SECONDDATE, however, is just one method the NSA allegedly uses to redirect a target's browser to the FOXACID server. Others involve exploiting bugs in commonly used email providers by sending spam or malicious links that lead to the server, The Intercept said.

Another document obtained by The Intercept, an NSA Special Source Operations division newsletter describes how agency software other than SECONDDATE was used to repeatedly direct targets in Pakistan to the FOXACID servers to infect target computers.

The Intercept confirmed the "authenticity" of the SECONDDATE malware by means of a data leak reportedly made by Snowden.

Snowden released a classified top-secret agency draft manual for implanting malware which instructs NSA operators to track their use of a malware programme through a 16-character string ─ the same string which appears in the SECONDDATE code leaked by a group called ShadowBrokers.

ShadowBrokers last week announced that SECONDDATE was part of a group of NSA-built 'cyber weapons' that it was auctioning off.

Although it is unclear how the code for the software leaked and was obtained by ShadowBrokers, The Intercept claims "the malware is covered with NSA's virtual fingerprints and clearly originates from the agency".

The ShadowBrokers auction of SECONDDATE is the first time any full copies of NSA software have been made available to the public.

"The person or persons who stole this information might have used them against us," Johns Hopkins University cryptographer Matthew Green said on the dangers of such software becoming available to the public.

Speaking to The Intercept, Green said that such exploits could be used to target anyone using a vulnerable router. "This is the equivalent of leaving lockpicking tools lying around a high school cafeteria.
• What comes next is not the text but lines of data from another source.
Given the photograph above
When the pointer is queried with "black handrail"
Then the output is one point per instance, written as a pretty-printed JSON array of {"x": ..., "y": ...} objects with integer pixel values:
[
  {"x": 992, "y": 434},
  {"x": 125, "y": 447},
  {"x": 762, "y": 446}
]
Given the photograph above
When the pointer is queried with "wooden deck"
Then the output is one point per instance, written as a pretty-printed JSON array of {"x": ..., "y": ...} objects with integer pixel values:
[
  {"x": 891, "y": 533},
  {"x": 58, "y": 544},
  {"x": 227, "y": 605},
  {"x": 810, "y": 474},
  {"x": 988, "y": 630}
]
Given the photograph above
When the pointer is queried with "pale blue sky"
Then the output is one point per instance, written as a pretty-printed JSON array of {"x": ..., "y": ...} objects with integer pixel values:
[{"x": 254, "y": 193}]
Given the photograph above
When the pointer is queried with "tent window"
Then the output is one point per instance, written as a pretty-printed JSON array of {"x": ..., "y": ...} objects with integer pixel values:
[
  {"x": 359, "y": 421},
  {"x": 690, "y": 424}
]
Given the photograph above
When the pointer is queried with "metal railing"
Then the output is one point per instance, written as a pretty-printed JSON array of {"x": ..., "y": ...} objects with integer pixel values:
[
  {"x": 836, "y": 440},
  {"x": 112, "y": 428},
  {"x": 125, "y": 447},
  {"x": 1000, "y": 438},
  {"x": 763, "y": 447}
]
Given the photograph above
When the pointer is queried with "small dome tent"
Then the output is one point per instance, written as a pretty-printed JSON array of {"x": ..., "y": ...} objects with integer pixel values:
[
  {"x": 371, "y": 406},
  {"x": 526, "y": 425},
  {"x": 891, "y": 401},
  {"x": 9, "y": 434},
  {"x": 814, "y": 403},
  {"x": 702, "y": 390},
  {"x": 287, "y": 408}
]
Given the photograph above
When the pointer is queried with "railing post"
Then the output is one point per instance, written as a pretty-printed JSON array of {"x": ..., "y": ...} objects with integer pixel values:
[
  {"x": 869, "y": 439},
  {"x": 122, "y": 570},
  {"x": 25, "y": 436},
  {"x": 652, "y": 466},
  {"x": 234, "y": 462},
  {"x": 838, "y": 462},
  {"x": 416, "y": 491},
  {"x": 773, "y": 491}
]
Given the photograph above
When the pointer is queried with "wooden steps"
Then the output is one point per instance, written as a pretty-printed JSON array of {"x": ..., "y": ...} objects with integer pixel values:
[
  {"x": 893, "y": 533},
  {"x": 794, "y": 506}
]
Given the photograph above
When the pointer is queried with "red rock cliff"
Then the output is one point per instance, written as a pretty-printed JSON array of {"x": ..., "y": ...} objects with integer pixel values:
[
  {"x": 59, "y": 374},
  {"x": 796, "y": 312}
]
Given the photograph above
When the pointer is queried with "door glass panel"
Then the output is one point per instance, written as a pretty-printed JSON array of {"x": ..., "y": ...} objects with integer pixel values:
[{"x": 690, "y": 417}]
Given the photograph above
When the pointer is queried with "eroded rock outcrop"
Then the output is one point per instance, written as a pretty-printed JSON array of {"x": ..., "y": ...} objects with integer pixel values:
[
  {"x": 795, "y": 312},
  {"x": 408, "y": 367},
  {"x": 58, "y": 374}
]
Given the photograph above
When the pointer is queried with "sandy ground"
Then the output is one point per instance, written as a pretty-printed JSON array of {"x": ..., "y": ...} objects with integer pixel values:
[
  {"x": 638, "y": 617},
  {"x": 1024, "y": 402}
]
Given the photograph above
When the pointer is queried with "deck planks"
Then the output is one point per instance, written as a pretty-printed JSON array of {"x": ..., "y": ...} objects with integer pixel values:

It’s worse, in fact, because many of these exploits are not available through any other means, so they’re just now coming to the attention of the firewall and router manufacturers that need to fix them, as well as the customers that are vulnerable."

The Intercept has in the past published a number of reports from documents released by Snowden. The site’s editors include Glenn Greenwald, who won a Pulitzer Prize for his work in reporting on the whistleblower’s revelations.